他の大型フェスだと、音楽そのものというよりは「フェスの雰囲気」みたいなものを楽しむような所もありますが、このLOUD PARKはかなり純粋に音楽を楽しむことに集中できるフェスだと思います(悪く言えばそれ以外に特に楽しめる要素が少ない、ということですが…)。

直前にそんなこと言われても、ということも書いてしまいましたが(笑)。年に一度のメタルのお祭り、思い切り楽しみましょう。

LOUD PARK15のタイムテーブル

LOUD PARK15もタイムテーブルが発表され、いよいよ本番間近ですね。

初日はBREAKING ARROWSがアメリカ人メンバーの脱退によって急遽DAITA BANDとしての出演になるそうでお気の毒様です。
しかもGALNERYUSの裏って、ファン層も被っていそうなので、結構酷な仕打ちのような気がします。

個人的にはANTHEMとALL THAT REMAINS、そしてHAMMERFALLとTESTAMENTの被りが痛いです。

てか、ROYAL HUNTとCHILDREN OF BODOMが微妙に被っていますが、この事態は以前私が危惧した通りの事態なんですけど(苦笑)。

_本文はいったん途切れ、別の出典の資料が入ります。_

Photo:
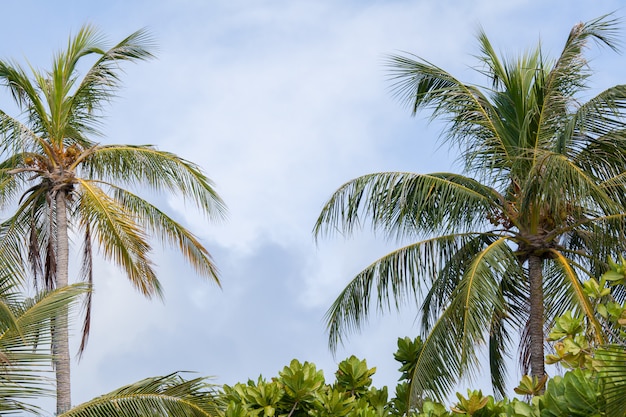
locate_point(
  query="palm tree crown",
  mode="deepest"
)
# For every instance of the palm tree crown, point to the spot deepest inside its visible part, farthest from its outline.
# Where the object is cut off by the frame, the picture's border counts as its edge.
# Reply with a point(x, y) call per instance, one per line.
point(67, 181)
point(500, 248)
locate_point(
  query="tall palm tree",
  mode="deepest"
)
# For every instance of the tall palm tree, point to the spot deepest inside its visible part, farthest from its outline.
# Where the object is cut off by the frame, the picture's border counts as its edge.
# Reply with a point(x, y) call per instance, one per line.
point(169, 395)
point(25, 325)
point(501, 247)
point(63, 180)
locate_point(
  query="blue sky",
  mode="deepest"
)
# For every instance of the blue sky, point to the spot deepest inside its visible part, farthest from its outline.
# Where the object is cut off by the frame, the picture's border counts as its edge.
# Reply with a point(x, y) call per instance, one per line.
point(280, 102)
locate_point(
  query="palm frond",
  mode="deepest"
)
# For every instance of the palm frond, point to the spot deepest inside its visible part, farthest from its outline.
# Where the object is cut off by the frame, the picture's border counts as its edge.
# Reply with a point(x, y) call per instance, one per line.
point(450, 348)
point(169, 395)
point(102, 80)
point(157, 169)
point(120, 237)
point(24, 344)
point(391, 280)
point(407, 204)
point(611, 361)
point(169, 231)
point(581, 297)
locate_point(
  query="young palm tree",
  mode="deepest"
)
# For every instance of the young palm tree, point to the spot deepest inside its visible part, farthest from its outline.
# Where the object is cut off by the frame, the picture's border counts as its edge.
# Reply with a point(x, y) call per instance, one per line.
point(501, 247)
point(64, 180)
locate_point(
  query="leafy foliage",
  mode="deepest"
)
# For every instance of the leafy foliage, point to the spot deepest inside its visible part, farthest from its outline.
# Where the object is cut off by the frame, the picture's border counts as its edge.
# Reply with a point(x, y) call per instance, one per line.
point(499, 250)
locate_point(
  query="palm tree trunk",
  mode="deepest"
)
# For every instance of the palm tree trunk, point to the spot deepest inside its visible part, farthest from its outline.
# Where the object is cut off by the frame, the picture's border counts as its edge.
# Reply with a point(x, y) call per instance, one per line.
point(61, 335)
point(536, 319)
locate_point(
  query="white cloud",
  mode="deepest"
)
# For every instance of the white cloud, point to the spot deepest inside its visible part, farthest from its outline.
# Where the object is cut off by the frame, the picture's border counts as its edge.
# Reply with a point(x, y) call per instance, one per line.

とはいえこの日一番多くの人を悩ませるのはARCH ENEMYとGAMMA RAYの被りでしょうね。メロディック・デス・メタルとメロディック・パワー・メタル、どちらもメロディックを共通項にファン層は被っていそうです。私はどちらのライブも何度も観ており、どちらでより満足感が得られるか、自分の中で結論が出ているので迷いませんが…。

しかしこのタイムテーブルだと1日の大半をサブステであるKINGDOM STAGEで過ごすことになりそうです。
せっかく指定席を取っているのに…。

悔しいのでバチ当たりながらSLAYERは座って観る所存です。

2日目については、観たいバンドばかりだったので、ある程度観れないバンドが出てくることは覚悟していました。

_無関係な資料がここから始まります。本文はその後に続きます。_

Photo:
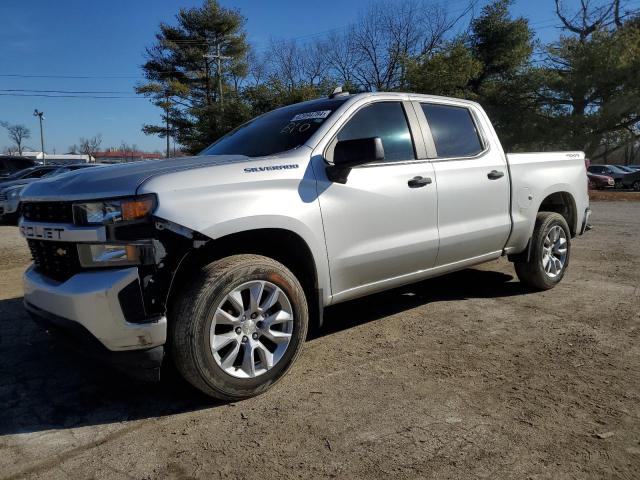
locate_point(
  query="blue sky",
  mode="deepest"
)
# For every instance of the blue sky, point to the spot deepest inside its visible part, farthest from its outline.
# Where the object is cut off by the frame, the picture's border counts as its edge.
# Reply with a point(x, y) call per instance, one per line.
point(105, 40)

幸い、私があまり積極的に聴かないエクストリーム系のバンドがサブステにまとめられたので、AT THE GATESとDARK TRANQUILLITYが観れそうもないのは残念ですが、それ以外の観たいバンドは頑張れば観れそうです。

ただ、いったいいつ食事をとれるのか、まったく見当がつきません(苦笑)。